After the stunning success of Carmina Burana in 1937 Orff took scissors to his past and insisted that henceforth it should be known as his Op.1. He made only one exception, allowing his own settings of Monteverdi to be performed – the Lamento dell’Arianna and Ballo dell’Ingrate. Orff augmented his orchestra with two basset-horns and three double strung lutes and it’s in this manner that Orff pays some noble homage to the stile espressivo of Monteverdi. The Lament of Ariadne (Lamento dell’Arianna) is a surviving operatic fragment and written for Mantua. It was followed a week later by the Ballo dell’Ingrate, though this was destined for a wedding feast. In this way Orff constructs the laments and Ballo in an arc from despair to light.

These 1974 recordings were conducted by Kurt Eichorn and supervised by Orff in what we can suppose are pretty much definitive performances as to his intentions with regard to the orchestral colour, the vocal stresses and the emotive temperature. The German text of Klage der Ariadne is by Orff himself and the companion work has a free realisation by his colleague at the Munich school of dancing in the 1920s, Dorothée Günther. The apportioning of the roles is well nigh perfect but even amongst the stellar quartet it’s perhaps nowadays the least well remembered, Rose Wagemann, who makes the most moving impression – and not simply because she bears the emotive burden of the Lament of Ariadne on her own. Centred and dramatic hers is a voice that commands immediate admiration. Her voice suits Orff’s frankly romanticised declamation with remarkable precision and she makes a cumulatively moving impression – allied to which the voice is beautiful. The most intense point is Träume, selige Träume where Orff’s bass accents and stark romanticism conjure up the shade of Monteverdi without either pastiche or reinvention.
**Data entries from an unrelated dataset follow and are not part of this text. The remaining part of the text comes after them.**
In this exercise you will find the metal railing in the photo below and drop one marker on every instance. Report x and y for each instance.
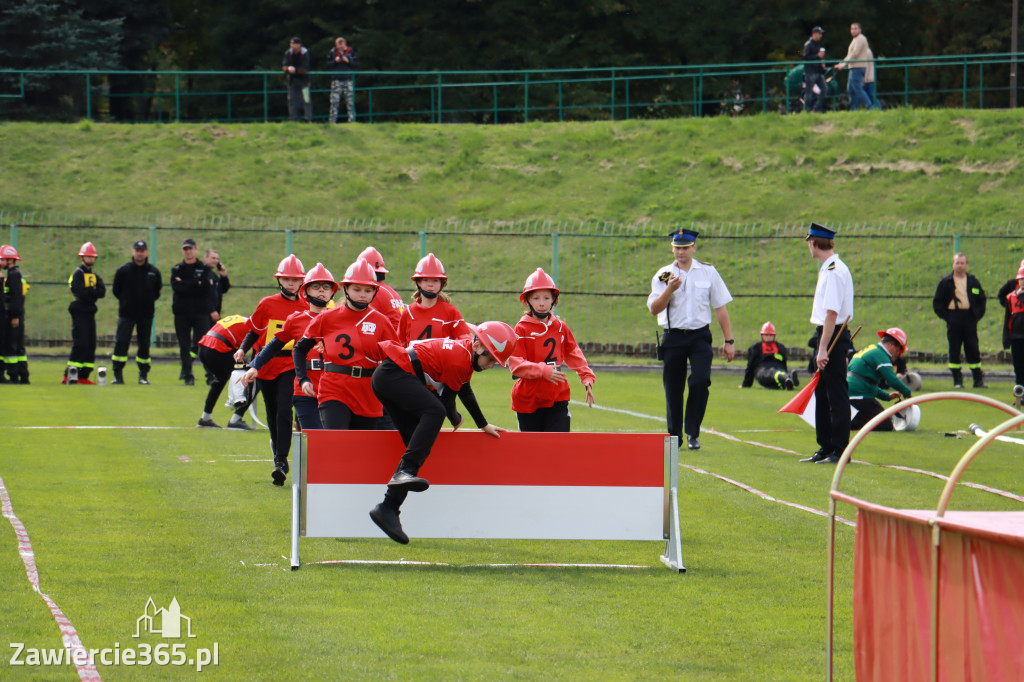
(495, 96)
(603, 269)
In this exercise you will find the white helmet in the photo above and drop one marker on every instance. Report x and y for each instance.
(907, 420)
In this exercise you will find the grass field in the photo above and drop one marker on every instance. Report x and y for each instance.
(117, 516)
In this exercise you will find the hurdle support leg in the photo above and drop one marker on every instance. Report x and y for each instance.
(298, 460)
(673, 556)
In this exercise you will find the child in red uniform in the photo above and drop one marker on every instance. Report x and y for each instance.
(541, 396)
(216, 351)
(387, 300)
(417, 386)
(276, 377)
(317, 289)
(351, 336)
(431, 314)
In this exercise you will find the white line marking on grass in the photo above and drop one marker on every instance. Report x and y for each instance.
(69, 635)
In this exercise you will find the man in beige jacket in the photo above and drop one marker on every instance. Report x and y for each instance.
(857, 58)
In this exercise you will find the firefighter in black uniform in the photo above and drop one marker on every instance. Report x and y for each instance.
(136, 286)
(87, 288)
(194, 303)
(766, 363)
(961, 301)
(14, 357)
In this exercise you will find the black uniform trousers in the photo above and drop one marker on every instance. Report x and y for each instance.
(220, 366)
(962, 329)
(189, 328)
(122, 340)
(554, 419)
(868, 409)
(418, 414)
(278, 400)
(832, 396)
(83, 343)
(680, 347)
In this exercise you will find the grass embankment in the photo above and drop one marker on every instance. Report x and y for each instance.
(947, 165)
(119, 515)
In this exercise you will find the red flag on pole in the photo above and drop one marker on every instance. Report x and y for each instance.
(803, 402)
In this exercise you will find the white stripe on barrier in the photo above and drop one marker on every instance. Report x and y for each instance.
(69, 635)
(523, 512)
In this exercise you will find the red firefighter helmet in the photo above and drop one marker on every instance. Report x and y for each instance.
(539, 280)
(290, 267)
(429, 266)
(374, 257)
(897, 334)
(361, 271)
(498, 338)
(318, 273)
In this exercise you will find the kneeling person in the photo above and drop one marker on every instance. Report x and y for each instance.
(870, 373)
(766, 363)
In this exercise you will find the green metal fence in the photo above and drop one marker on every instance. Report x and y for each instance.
(603, 269)
(494, 96)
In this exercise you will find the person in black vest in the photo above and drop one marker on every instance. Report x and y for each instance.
(87, 288)
(960, 300)
(766, 363)
(136, 286)
(194, 287)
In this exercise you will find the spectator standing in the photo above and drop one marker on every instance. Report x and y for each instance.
(136, 286)
(1015, 326)
(296, 65)
(341, 60)
(832, 311)
(960, 300)
(14, 357)
(815, 88)
(193, 283)
(684, 295)
(221, 284)
(86, 288)
(857, 57)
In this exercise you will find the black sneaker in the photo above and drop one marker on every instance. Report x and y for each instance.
(402, 480)
(388, 521)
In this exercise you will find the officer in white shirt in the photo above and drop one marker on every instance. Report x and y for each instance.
(683, 296)
(830, 313)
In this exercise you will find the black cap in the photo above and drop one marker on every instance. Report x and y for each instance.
(683, 237)
(817, 229)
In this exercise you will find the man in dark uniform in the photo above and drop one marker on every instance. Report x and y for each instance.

The auburn hued instrumental string passage in Hört, werte Damen, part of the Tanz der Spröden, breaks up the recitative in a peculiarly impressive way. Ridderbusch sings with gravity, depth and dignity though it’s the passage Wie unerträglich anzusehn, that devoutly entwined arioso, where the bass reveals his strengths in melismatic singing. Later on, in the dance, we hear the pizzicati and harp and lute sonorities that are part of Orff’s rich instrumental tapestry – rich but certainly not glutinous. The chorus has its moment late in the work – the engineers recess its sound deliberately to give an impression of spatial separateness. We also hear the clear, immaculate Lucia Popp as Amor and the spinto mezzo of Hanna Schwarz.

The restoration sounds excellent; it has used that much touted 24 bit – 96 kHz system. Notes are in German, English, French and Italian – the texts are in German only. This forms part of the Orff series on Arts; the timing is short and in the context of the composer’s development it may not seem an essential purchase. But it’s finely done, rewarding – and moving.